А сегодня Сашка пришёл к отцу Онуфрию требовать сатисфакции, с перечнем того необходимого, что требовалось на ткацкий стан v.2.0.
Беседа с монахом стала похожа на то, что писали в своё время в брошюрах, в изобилии лежавших в поликлиниках во время оно, рядом с кабинетом венеролога, с обобщённым названием "Расплата".
Сам отец Онуфрий, по простоте душевной и общей технической неграмотности, вообще-то думал, что стан будет похож на крестьянский – этакая штука из восьми плохо отёсанных жердин. Но когда же увидел объём работ по второму станку, то чуть не схватился за голову.
– Плевать. Два. Два стана, мы договаривались. И не говорили, насчёт того, каких стана, – Саша давил на него со всей возможной силой, – Если ты думаешь, что это угрёбище, которое мы сколотили на скорую руку – так это не станки, а слёзы для крестьянской избы. Но что ты разволновался-то? Я тебе, брат Онуфрий, не враг.
С улыбкой карателя из расстрельной команды он продолжал диктовать Ведомость потребных материалов:
– Скобы и уголки по двенадцать штук, большего от Вакулы требовать бесполезно. 2 золотника мыла, 1 золотник соды, 8 золотников пшеничного крахмала и 2 золотника желтого воску. 1 фунт масла льняного, 5 золотников сурику гончарного, 1 золотник зильберглета, 12 золотников умбры французской и 12 золотников белил свинцовых. 20 золотников канифоли. Это я буду делать лак для ремизок.
Отец Онуфрий утер со лба испарину.
– Ещё, для пропитки собственно деталей станка, воску пуд и ведро скипидару. Для проварки осей – ведро льняного масла и котёл.
Воск Сашка бессовестно использовал для свечей. Пользоваться лучиной или покупать в лавке сальные свечи по копейке за штуку он не собирался.
– Ты можешь не записывать. Не беспокойся, у меня второй экземпляр есть, – радостно сообщил он монаху. – Что ты, в самом деле, разволновался? Ты же с Матушкой Манефой так же договаривался? На два стана?

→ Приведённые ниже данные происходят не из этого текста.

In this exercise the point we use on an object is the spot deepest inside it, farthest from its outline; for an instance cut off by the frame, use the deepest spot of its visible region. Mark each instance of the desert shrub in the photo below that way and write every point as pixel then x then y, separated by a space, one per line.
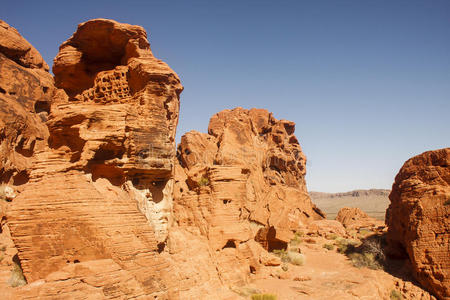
pixel 395 295
pixel 264 297
pixel 344 245
pixel 292 257
pixel 365 260
pixel 328 246
pixel 16 279
pixel 2 192
pixel 203 181
pixel 364 232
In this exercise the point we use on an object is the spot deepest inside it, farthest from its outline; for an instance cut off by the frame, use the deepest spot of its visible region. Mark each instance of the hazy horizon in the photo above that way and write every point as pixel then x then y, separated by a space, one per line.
pixel 366 82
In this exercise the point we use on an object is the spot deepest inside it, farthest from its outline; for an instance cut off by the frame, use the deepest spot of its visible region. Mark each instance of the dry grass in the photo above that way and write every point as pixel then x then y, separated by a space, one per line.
pixel 264 297
pixel 395 295
pixel 291 257
pixel 373 203
pixel 369 254
pixel 328 246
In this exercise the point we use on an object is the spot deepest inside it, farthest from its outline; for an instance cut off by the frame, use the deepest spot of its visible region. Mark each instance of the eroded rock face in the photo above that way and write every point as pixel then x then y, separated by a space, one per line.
pixel 242 187
pixel 419 218
pixel 96 202
pixel 26 91
pixel 355 218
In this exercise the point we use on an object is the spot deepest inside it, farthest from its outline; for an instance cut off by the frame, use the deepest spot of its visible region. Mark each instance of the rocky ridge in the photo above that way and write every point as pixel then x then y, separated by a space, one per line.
pixel 95 200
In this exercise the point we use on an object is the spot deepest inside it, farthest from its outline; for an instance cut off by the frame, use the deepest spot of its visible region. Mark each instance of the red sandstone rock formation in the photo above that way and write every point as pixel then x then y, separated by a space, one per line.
pixel 241 188
pixel 354 218
pixel 26 90
pixel 419 218
pixel 95 203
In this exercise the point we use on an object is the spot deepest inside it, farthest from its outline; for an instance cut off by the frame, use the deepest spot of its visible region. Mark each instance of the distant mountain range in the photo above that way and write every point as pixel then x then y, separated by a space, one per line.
pixel 373 201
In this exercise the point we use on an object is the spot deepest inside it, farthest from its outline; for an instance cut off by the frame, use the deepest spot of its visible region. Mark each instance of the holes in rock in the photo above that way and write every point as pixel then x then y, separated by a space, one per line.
pixel 157 188
pixel 245 171
pixel 111 173
pixel 230 244
pixel 161 247
pixel 267 238
pixel 293 140
pixel 21 178
pixel 42 106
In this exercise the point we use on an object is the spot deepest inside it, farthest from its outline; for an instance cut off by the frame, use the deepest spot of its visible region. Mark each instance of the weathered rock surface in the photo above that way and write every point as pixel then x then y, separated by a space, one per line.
pixel 92 213
pixel 26 90
pixel 419 218
pixel 355 218
pixel 241 189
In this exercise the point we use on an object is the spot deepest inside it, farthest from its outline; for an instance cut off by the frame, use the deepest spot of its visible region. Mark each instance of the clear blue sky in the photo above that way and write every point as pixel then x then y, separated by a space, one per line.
pixel 366 82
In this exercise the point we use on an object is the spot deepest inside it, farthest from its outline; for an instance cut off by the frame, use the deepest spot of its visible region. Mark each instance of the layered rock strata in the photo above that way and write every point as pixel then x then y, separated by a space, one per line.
pixel 241 188
pixel 419 219
pixel 94 208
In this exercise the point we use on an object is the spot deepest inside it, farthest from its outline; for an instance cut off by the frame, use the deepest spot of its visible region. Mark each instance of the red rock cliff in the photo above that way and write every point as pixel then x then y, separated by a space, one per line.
pixel 419 218
pixel 95 205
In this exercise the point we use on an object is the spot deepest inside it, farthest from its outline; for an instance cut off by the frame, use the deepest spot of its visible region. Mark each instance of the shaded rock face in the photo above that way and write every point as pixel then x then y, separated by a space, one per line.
pixel 419 218
pixel 26 91
pixel 95 204
pixel 242 187
pixel 354 217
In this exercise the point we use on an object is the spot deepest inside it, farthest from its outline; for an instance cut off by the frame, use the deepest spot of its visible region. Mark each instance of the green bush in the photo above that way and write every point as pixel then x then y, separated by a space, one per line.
pixel 2 192
pixel 203 181
pixel 369 254
pixel 328 246
pixel 331 236
pixel 291 257
pixel 343 245
pixel 395 295
pixel 264 297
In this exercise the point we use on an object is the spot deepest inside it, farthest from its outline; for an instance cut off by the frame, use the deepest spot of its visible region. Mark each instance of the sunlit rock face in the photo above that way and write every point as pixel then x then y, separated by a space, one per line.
pixel 98 191
pixel 240 189
pixel 419 219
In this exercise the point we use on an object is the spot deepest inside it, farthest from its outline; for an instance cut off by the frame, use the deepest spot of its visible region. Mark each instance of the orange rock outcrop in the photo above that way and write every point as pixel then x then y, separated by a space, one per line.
pixel 95 203
pixel 419 219
pixel 241 190
pixel 355 218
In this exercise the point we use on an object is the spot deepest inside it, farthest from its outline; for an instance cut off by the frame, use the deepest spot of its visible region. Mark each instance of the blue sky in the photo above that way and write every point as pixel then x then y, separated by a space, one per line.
pixel 366 81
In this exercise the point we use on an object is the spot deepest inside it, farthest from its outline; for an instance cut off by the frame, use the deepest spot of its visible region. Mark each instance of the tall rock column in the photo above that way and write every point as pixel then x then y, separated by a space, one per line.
pixel 96 206
pixel 419 219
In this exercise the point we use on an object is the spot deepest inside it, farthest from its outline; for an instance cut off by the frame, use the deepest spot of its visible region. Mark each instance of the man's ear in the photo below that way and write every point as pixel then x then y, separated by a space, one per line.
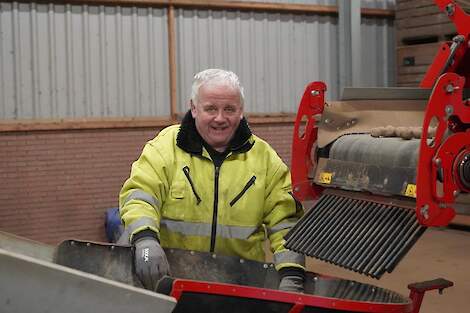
pixel 192 107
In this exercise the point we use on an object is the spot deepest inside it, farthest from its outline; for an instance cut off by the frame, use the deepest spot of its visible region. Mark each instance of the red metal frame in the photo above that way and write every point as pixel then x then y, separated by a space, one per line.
pixel 461 59
pixel 437 180
pixel 305 135
pixel 417 290
pixel 299 301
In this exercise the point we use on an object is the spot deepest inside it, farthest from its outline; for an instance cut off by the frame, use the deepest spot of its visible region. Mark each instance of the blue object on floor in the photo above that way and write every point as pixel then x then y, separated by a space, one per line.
pixel 113 225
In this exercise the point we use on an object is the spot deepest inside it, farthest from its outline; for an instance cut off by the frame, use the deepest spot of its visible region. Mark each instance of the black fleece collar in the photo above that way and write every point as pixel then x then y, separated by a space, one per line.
pixel 190 141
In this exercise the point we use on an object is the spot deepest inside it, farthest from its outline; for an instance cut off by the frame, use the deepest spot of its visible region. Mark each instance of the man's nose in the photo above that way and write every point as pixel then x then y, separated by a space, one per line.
pixel 219 116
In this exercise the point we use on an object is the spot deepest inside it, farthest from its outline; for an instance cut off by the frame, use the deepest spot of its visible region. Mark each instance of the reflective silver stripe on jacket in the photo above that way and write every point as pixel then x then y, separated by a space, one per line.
pixel 141 222
pixel 139 194
pixel 284 225
pixel 289 257
pixel 204 229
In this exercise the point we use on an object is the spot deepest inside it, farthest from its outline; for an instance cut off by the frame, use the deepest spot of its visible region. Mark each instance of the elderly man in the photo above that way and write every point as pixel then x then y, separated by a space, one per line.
pixel 210 185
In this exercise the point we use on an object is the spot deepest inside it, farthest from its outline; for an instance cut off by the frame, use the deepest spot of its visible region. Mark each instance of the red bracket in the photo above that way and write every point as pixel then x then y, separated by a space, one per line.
pixel 437 185
pixel 452 57
pixel 417 290
pixel 305 137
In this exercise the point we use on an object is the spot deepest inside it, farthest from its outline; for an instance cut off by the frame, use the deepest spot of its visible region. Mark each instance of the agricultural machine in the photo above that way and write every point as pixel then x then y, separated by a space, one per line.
pixel 379 169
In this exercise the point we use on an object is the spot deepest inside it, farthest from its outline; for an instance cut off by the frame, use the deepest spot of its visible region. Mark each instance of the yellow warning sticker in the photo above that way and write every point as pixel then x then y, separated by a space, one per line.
pixel 325 178
pixel 410 190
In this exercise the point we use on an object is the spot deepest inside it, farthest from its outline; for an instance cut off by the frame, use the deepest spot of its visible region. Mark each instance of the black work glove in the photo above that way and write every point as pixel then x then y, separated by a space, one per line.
pixel 292 284
pixel 292 279
pixel 150 262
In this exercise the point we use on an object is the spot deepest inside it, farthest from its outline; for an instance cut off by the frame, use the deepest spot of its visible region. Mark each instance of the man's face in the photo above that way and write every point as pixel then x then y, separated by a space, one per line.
pixel 217 114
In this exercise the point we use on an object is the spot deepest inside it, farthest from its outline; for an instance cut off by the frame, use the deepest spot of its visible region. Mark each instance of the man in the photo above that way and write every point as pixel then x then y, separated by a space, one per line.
pixel 210 185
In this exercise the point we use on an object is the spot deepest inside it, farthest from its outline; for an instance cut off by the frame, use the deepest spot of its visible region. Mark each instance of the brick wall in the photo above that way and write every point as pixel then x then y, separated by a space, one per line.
pixel 58 184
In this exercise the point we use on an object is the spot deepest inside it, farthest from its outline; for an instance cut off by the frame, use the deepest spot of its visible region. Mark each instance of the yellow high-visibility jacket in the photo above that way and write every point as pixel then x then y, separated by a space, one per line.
pixel 176 191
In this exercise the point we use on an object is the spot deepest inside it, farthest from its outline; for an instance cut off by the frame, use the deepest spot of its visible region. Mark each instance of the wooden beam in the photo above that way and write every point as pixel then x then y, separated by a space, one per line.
pixel 230 5
pixel 172 61
pixel 116 123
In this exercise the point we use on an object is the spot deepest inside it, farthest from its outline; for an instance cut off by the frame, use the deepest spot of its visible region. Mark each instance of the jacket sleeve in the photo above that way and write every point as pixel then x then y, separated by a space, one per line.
pixel 282 211
pixel 143 193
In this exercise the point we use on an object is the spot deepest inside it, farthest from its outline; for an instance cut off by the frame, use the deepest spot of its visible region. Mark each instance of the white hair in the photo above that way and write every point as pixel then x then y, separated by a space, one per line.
pixel 218 76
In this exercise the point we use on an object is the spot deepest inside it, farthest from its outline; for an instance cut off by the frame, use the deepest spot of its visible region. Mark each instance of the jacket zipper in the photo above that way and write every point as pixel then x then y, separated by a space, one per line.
pixel 216 207
pixel 247 186
pixel 186 173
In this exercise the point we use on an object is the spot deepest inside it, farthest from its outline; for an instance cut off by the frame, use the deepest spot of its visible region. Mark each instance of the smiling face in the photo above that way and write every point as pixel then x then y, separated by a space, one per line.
pixel 217 113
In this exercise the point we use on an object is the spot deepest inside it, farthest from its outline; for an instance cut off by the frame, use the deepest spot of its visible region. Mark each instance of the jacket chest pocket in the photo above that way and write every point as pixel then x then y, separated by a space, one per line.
pixel 245 206
pixel 183 197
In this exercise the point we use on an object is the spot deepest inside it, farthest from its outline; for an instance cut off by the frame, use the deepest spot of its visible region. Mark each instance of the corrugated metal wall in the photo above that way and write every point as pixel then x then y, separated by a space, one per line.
pixel 68 61
pixel 82 61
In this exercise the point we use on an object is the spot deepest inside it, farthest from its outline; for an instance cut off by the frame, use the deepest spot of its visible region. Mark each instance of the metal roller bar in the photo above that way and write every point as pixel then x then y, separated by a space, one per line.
pixel 360 235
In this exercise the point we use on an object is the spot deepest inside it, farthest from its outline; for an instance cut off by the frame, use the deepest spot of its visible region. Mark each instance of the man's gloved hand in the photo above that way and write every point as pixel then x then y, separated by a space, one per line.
pixel 292 283
pixel 150 261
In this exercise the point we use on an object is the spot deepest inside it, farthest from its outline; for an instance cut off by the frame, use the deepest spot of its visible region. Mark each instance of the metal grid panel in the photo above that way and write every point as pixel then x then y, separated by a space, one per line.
pixel 82 61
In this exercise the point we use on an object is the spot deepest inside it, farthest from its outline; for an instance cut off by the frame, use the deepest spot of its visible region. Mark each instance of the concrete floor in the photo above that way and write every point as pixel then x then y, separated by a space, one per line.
pixel 439 253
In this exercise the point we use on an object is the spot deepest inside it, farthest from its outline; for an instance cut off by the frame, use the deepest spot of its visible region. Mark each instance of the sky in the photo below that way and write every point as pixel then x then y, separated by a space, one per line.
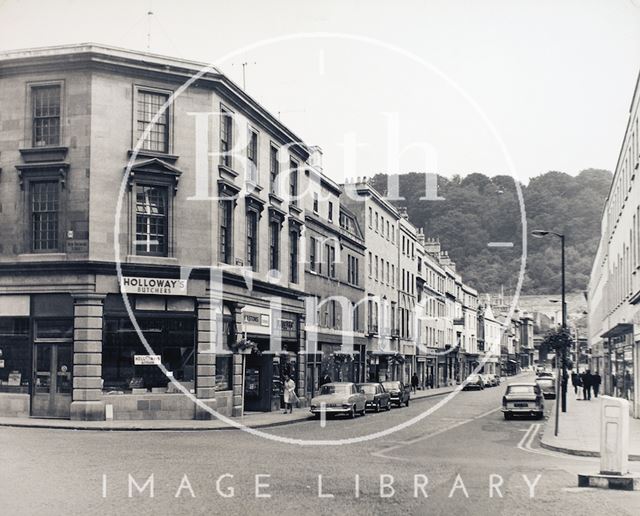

Отец Онуфрий тоже повеселел. Он с Матушкой Манефой договаривался точно так же. На два стана. Неизвестно каких. И в этом раунде проигравшей была она. То, что брату келарю казалось ловушкой, оказывалось выходом из капкана. Хотя надеяться на то, что она оставит этот кидок без последствий, было бы наивно.
– И теперь главное. Я делюсь только с тобой. В новый стан я за свои кровные сделаю кое-какие улучшения, которые буду ставить сам, без Трофима. И эти станы, как я и обещал, будут полотна давать вчетверо против нынешнего. Только вот пока мы в проигрыше. Да. В монастыре стан уже работает, а мы пока лапу сосём. Да.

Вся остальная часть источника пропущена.